An ex-Law Lord has warned of conflicts between the European Convention on Human Rights and the government's proposed British Bill of Rights.
Lord Woolf said the UK faced a "stark choice" between accepting European court rulings or leaving the system.
The government is looking at a Bill of Rights following rows with Europe over prisoner voting and sex offenders.
It insists this will not undermine the European Convention but Lord Woolf warned of "complication".
The comments by Lord Woolf, Lord Chief Justice from 2000 to 2005, follow an outcry over the European Court of Human Rights' ruling that serving prisoners should be allowed to vote.
The House of Commons voted to keep the ban on prisoners voting earlier this month - although the vote is not binding.
The UK Supreme Court has also recently ruled that sex offenders in England and Wales can appeal against having to register with the police for life, arguing that this has to be the case under the European Convention on Human Rights.
At prime minister's questions last week, David Cameron called this decision "offensive" and confirmed that a commission looking into a British Bill of Rights - which was in the coalition agreement - would be set up soon.
On Sunday, Justice Secretary Ken Clarke said the UK government would continue to adhere to rulings from the Strasbourg-based European Court of Human Rights.
But he said he would seek to kick-start reform to balance its relations with national courts when the UK takes over the chairmanship of the Council of Europe in November.
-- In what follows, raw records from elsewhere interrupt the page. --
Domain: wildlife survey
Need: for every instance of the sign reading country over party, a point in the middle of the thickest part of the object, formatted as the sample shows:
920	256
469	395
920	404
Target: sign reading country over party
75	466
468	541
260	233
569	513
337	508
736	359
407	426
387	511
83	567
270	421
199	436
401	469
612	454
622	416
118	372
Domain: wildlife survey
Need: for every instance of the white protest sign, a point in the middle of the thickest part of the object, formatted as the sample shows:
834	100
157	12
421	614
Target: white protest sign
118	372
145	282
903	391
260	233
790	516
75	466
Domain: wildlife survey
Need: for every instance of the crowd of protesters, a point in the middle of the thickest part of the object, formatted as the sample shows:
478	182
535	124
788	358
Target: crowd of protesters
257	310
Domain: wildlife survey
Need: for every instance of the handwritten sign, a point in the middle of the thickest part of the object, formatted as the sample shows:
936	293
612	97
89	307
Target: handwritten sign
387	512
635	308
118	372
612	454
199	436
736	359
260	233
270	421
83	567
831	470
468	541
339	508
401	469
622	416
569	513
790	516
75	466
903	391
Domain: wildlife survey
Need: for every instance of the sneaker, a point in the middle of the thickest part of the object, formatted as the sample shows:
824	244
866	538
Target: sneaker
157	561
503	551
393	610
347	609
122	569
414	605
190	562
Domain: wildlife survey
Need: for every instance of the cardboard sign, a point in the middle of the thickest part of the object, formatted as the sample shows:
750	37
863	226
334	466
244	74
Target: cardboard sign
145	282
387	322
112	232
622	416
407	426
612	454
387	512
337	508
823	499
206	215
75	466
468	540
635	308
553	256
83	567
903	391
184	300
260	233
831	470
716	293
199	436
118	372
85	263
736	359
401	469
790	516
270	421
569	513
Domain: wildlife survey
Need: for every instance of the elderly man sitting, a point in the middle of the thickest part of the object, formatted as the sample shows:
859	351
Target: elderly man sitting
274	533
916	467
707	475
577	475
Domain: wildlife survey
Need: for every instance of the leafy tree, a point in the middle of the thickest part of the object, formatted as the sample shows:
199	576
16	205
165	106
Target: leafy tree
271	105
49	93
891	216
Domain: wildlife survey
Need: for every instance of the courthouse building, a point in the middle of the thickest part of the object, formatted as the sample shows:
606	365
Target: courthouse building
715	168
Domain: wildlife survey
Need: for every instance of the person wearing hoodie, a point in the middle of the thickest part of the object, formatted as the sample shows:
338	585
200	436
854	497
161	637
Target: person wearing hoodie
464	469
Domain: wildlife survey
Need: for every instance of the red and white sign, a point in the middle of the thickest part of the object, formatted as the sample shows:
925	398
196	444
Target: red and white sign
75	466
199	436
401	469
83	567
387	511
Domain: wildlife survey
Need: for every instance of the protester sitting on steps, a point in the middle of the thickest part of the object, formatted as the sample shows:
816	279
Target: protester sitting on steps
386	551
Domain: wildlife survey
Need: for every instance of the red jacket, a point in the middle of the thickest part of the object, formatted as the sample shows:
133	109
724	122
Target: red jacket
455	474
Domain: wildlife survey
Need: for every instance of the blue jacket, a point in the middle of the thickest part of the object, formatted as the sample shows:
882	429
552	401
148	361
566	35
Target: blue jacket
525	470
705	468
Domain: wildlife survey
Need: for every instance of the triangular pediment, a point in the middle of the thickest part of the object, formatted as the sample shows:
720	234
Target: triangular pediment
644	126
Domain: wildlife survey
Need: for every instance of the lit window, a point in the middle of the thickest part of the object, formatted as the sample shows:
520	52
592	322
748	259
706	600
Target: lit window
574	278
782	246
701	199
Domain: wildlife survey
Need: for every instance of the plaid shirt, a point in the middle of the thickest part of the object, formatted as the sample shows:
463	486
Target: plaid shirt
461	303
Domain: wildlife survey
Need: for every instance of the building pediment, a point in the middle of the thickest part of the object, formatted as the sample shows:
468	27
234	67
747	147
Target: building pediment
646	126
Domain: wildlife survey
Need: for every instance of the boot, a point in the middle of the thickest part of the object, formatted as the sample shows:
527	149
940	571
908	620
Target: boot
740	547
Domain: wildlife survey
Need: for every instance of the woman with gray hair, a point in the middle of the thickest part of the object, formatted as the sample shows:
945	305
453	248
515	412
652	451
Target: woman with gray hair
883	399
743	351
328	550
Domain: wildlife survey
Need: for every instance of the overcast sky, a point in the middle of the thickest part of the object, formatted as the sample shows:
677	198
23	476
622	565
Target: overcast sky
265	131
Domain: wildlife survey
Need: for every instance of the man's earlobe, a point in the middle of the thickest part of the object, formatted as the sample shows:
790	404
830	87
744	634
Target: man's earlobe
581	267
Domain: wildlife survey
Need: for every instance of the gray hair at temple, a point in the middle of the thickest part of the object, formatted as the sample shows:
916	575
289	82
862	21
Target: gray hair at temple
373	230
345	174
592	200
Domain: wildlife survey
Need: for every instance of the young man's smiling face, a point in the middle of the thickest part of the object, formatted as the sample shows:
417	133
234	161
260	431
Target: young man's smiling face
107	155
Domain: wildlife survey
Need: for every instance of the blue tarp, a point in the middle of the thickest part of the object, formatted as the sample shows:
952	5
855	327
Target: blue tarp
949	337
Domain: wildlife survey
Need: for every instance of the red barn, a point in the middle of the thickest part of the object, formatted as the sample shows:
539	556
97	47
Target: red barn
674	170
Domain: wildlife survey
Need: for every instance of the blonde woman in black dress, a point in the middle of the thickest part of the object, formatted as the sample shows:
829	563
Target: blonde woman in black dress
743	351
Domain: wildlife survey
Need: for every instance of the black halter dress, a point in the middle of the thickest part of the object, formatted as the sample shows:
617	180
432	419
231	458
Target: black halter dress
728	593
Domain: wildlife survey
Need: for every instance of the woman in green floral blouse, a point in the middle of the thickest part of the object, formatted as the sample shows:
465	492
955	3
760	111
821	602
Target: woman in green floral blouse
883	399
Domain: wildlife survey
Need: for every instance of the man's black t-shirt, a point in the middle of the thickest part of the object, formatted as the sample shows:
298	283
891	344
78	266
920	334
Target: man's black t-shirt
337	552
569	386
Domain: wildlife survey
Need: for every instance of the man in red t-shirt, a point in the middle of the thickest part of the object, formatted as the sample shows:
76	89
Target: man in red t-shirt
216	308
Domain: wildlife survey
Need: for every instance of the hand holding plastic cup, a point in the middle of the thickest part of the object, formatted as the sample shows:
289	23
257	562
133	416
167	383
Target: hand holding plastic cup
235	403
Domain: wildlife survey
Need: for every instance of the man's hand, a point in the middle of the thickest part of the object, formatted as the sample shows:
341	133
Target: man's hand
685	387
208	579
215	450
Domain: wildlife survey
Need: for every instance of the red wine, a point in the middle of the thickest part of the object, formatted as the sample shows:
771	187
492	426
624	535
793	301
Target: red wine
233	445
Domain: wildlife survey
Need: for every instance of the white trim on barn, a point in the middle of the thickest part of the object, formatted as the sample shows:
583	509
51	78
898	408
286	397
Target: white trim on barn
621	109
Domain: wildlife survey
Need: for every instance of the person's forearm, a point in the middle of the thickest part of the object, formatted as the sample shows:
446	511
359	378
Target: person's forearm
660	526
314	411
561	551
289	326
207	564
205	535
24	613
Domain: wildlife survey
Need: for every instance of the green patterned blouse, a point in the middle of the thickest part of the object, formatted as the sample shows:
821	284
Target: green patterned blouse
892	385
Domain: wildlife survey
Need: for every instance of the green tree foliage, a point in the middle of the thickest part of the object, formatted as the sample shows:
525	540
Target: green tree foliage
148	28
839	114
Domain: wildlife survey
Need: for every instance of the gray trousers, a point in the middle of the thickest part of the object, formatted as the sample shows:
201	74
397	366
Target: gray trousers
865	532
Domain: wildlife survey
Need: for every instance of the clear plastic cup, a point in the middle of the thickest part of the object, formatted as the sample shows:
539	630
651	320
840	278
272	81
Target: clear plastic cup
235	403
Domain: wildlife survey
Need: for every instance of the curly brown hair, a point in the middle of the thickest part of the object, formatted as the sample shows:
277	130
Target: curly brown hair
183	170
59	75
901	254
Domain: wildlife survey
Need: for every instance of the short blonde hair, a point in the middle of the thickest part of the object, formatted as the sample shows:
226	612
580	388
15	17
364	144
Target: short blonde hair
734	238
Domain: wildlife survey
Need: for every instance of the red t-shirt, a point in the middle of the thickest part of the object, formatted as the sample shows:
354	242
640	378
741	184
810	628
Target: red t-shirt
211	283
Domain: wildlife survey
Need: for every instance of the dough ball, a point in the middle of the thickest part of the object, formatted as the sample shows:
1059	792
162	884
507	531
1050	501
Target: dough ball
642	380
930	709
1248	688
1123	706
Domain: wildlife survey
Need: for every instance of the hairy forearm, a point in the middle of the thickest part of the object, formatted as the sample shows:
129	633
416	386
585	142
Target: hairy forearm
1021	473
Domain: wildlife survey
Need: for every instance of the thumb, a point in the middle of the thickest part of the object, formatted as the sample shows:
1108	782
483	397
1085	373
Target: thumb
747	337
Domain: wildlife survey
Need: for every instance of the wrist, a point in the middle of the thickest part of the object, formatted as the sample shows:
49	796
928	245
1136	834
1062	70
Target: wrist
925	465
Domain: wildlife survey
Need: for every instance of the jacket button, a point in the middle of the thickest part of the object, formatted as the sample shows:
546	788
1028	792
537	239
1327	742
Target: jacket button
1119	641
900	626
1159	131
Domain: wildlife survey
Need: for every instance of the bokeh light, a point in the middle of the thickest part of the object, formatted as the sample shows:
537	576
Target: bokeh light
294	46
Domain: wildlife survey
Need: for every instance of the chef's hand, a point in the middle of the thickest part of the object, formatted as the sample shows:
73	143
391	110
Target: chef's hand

Lord Woolf told BBC Radio 4's Today programme: "We have got a stark option: either we accept the European Convention, or we don't accept it and decide to leave the Council of Europe.
"It's very difficult to do what Mr Clarke indicated he would like to do when he's chairman of the relevant body, because there are 47 signatories in Europe which are signatories to the European Convention as well as ourselves. To try and amend that is a virtually impossible task."
He also said: "If you have a further convention - a British convention [the Bill of Rights] - there's going to be a complication in the position, because you're going to have two conventions to which the courts are going to have a regard."
The commission on a British Bill of Rights will be jointly chaired by Mr Clarke and Deputy Prime Minister Nick Clegg.
Lord Woolf said: "I don't see any problem about the commission that is being set up and I was very relieved Mr Clarke indicated there would be no question of us withdrawing form the European Council and the European Convention on Human Rights."
Shami Chakrabarti, director of the human rights group Liberty, said: "We have a Bill of Rights in this country. It's called the Human Rights Act and is thoroughly British, European and universal in its values.
"It protects all of us from the whims of politicians and, when the current frenzy of misinformation has died down, voters will worry about MPs who seek to put themselves above the law."